O protocolo com a GNR engloba três áreas de intervenção principais – formação, sensibilização e fiscalização. Prevê “ações direcionadas para aumentar a eficácia e coordenação entre o IVDP e a GNR”, com vista à “prevenção e combate a práticas ilícitas que afetam o mercado vitivinícola”.
No domínio da formação, o IVDP será responsável pela “criação de materiais formativos destinados aos militares”, com o objetivo de haver uma “identificação mais rápida e ágil de infrações específicas ao setor vitivinícola”.

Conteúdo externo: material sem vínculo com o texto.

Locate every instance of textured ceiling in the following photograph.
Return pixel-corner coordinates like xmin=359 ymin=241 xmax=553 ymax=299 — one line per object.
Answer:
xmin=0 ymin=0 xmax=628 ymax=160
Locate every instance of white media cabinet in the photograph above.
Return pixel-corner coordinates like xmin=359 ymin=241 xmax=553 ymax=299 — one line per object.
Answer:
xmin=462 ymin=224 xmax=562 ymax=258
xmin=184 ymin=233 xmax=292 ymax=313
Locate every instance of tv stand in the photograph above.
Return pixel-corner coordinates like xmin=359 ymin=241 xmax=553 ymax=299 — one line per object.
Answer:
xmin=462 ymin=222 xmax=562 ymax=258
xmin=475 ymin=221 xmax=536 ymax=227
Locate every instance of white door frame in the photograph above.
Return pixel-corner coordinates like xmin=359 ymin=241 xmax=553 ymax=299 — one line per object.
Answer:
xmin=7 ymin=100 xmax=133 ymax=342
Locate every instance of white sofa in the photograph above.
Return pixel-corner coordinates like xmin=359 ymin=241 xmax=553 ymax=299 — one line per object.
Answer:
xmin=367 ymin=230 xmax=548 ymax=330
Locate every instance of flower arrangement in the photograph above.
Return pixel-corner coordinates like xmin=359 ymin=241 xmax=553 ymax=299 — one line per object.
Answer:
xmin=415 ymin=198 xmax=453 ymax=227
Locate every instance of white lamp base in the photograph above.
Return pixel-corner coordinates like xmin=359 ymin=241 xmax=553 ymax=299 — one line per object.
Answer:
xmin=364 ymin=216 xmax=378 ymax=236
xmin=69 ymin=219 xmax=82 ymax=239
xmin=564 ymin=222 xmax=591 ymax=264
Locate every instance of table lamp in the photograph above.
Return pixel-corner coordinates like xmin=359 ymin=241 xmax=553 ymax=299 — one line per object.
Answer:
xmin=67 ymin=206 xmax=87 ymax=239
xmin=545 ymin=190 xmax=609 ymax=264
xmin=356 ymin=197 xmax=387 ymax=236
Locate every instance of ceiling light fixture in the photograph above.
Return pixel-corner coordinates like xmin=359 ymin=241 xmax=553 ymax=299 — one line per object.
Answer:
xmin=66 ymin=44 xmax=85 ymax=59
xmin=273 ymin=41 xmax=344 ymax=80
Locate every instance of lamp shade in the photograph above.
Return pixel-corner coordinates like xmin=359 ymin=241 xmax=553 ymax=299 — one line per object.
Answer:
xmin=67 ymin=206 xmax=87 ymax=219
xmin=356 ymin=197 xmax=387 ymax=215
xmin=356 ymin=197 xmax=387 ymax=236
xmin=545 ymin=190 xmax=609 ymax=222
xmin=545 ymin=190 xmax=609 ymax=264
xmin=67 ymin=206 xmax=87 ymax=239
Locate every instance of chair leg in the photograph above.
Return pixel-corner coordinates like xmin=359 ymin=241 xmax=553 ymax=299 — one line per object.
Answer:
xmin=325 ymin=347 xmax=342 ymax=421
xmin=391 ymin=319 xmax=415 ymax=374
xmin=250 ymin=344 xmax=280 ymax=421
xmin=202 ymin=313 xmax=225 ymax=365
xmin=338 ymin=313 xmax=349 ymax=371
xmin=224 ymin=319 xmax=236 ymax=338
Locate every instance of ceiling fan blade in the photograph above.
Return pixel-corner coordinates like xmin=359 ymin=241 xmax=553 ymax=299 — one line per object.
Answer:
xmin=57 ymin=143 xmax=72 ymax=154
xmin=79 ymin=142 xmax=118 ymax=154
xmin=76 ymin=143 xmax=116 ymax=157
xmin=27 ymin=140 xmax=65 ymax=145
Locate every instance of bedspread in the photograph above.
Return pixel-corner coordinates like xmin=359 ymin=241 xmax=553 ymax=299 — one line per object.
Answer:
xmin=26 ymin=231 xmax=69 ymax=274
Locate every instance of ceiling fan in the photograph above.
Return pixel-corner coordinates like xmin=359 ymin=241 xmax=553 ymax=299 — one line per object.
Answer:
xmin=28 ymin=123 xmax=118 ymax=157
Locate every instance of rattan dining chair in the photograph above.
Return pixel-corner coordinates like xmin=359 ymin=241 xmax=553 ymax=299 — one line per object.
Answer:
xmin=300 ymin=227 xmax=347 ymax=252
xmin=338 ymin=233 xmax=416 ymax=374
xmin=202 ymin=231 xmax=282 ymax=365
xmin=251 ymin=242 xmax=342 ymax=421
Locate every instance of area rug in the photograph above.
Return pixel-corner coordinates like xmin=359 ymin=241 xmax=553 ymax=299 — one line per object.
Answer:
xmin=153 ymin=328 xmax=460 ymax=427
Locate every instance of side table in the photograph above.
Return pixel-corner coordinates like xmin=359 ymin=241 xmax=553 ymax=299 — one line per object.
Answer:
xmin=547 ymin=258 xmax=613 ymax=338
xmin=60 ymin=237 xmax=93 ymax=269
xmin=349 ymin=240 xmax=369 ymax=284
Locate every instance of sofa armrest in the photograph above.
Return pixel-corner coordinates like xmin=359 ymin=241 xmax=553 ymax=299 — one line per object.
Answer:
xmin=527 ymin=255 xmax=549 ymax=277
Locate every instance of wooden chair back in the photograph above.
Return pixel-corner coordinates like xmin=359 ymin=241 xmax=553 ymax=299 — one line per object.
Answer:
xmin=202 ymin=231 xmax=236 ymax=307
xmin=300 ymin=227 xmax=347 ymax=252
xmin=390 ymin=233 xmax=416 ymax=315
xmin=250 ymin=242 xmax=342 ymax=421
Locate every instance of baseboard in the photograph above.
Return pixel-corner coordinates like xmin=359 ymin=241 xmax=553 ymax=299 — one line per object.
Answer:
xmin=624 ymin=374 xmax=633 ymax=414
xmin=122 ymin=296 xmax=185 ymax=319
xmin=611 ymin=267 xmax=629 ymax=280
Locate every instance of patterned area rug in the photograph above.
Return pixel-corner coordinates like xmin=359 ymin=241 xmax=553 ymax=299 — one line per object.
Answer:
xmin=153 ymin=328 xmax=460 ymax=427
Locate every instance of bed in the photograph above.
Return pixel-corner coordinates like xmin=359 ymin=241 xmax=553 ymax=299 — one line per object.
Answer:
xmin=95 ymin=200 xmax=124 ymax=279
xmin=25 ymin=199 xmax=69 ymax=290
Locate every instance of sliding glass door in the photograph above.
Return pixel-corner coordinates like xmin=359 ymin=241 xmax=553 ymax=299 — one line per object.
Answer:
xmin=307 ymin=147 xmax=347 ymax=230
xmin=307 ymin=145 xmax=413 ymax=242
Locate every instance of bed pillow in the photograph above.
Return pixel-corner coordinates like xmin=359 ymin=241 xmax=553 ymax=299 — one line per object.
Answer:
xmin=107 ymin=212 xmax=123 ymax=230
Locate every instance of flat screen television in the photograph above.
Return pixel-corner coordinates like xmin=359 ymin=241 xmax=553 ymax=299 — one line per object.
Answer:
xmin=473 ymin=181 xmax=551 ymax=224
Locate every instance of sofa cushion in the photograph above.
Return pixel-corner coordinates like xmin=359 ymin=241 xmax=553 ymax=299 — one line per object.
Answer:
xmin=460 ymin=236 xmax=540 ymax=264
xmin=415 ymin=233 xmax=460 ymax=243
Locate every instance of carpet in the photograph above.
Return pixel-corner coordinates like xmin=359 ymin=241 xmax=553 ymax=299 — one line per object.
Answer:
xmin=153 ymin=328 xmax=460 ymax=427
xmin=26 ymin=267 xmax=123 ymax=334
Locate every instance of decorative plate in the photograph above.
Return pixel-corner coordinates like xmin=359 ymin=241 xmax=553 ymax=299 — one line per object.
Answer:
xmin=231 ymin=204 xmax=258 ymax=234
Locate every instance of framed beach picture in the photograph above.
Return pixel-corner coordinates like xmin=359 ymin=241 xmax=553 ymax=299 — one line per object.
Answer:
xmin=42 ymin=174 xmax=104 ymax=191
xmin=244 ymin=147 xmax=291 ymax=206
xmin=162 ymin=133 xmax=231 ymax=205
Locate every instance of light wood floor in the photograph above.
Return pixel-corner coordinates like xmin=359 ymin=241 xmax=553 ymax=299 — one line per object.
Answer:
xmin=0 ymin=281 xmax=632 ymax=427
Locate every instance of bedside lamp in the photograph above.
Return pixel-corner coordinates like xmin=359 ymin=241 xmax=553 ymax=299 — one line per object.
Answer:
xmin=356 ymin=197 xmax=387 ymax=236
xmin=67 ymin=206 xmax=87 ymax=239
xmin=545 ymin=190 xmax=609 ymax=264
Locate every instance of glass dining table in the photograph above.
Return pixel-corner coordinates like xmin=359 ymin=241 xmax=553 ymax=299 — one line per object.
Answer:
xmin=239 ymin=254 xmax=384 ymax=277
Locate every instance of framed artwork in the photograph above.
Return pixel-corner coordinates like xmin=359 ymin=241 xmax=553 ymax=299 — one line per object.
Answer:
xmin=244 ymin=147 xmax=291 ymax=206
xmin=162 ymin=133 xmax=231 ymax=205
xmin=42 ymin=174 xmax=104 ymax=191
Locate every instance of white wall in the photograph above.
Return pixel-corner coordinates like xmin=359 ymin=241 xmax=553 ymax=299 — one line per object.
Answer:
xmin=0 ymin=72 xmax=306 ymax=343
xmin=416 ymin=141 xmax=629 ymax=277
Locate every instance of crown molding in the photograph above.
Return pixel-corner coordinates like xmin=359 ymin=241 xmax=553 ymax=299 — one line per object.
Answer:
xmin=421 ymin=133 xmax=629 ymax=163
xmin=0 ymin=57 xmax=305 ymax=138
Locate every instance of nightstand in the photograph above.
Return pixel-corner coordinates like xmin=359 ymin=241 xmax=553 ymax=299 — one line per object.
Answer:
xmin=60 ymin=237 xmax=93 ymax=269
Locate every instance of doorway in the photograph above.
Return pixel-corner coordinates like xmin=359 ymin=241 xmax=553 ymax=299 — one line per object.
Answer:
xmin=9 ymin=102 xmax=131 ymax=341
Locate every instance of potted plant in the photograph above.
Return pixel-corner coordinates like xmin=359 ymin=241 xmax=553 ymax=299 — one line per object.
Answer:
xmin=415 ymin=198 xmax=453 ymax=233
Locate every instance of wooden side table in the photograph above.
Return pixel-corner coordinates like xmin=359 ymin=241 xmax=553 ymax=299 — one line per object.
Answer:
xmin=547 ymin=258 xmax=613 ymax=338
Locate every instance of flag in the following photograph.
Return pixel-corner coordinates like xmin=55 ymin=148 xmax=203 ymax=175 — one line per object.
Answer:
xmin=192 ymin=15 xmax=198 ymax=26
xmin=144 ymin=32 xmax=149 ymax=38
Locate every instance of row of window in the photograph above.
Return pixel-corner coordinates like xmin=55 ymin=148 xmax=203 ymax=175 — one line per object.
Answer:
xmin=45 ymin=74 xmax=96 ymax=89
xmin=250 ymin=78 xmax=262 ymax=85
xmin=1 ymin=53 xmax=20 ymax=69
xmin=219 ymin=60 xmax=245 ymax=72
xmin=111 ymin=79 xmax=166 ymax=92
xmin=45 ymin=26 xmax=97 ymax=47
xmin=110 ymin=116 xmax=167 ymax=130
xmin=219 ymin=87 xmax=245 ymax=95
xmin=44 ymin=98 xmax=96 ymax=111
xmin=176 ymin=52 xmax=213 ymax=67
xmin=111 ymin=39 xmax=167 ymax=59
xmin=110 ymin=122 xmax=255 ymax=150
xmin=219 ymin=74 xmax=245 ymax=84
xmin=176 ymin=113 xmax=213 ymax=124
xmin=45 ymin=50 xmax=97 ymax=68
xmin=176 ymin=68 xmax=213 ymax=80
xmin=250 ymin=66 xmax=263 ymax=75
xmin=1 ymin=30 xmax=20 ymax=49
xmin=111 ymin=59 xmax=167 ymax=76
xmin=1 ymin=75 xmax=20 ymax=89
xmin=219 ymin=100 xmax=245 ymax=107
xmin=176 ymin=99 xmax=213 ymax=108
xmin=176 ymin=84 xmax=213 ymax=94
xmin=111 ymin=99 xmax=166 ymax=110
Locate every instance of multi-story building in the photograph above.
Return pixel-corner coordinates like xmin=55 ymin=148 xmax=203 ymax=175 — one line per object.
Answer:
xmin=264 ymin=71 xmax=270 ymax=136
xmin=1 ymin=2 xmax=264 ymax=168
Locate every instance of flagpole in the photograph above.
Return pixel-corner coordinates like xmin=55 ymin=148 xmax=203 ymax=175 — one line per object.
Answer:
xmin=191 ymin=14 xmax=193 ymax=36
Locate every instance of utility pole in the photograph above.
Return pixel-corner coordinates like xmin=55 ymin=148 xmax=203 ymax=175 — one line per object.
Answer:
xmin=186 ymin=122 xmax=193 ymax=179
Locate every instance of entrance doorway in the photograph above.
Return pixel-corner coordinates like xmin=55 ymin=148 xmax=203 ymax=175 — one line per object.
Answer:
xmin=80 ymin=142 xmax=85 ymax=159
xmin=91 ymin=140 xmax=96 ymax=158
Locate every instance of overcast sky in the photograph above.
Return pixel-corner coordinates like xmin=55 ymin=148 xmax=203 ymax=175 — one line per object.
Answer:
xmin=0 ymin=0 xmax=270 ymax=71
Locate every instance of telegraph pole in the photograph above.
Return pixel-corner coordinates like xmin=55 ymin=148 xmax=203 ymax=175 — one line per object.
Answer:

No capítulo da sensibilização, as duas entidades comprometem-se a “realizar campanhas informativas e de consciencialização dirigidas à comunidade”, promovendo o conhecimento e a valorização do setor, assim como a importância de um mercado vitivinícola regulado.
O IVDP será ainda “responsável pela criação e dinamização de materiais e conteúdos informativos, cabendo à GNR a realização de ações comunitárias para disseminação desses materiais”.
Em matéria de fiscalização, “caberá à GNR pôr em prática ações com vista à deteção de infrações no setor”.
O IVDP realça que “está previsto que, por meio de ações coordenadas, as duas entidades colaborem nessas operações, garantindo uma resposta mais eficaz no combate a atividades ilícitas”.
Os dados das ações de fiscalização serão “partilhados entre o IVDP e a GNR, com vista à melhoria contínua das medidas adotadas”. O protocolo prevê, ainda, a “partilha mútua de informações relevantes para o alcance dos objetivos de proteção e integridade do setor vitivinícola”. Isto, com a salvaguarda de todas as normas legais e regulamentares previstas na lei em matéria de privacidade e de proteção de dados.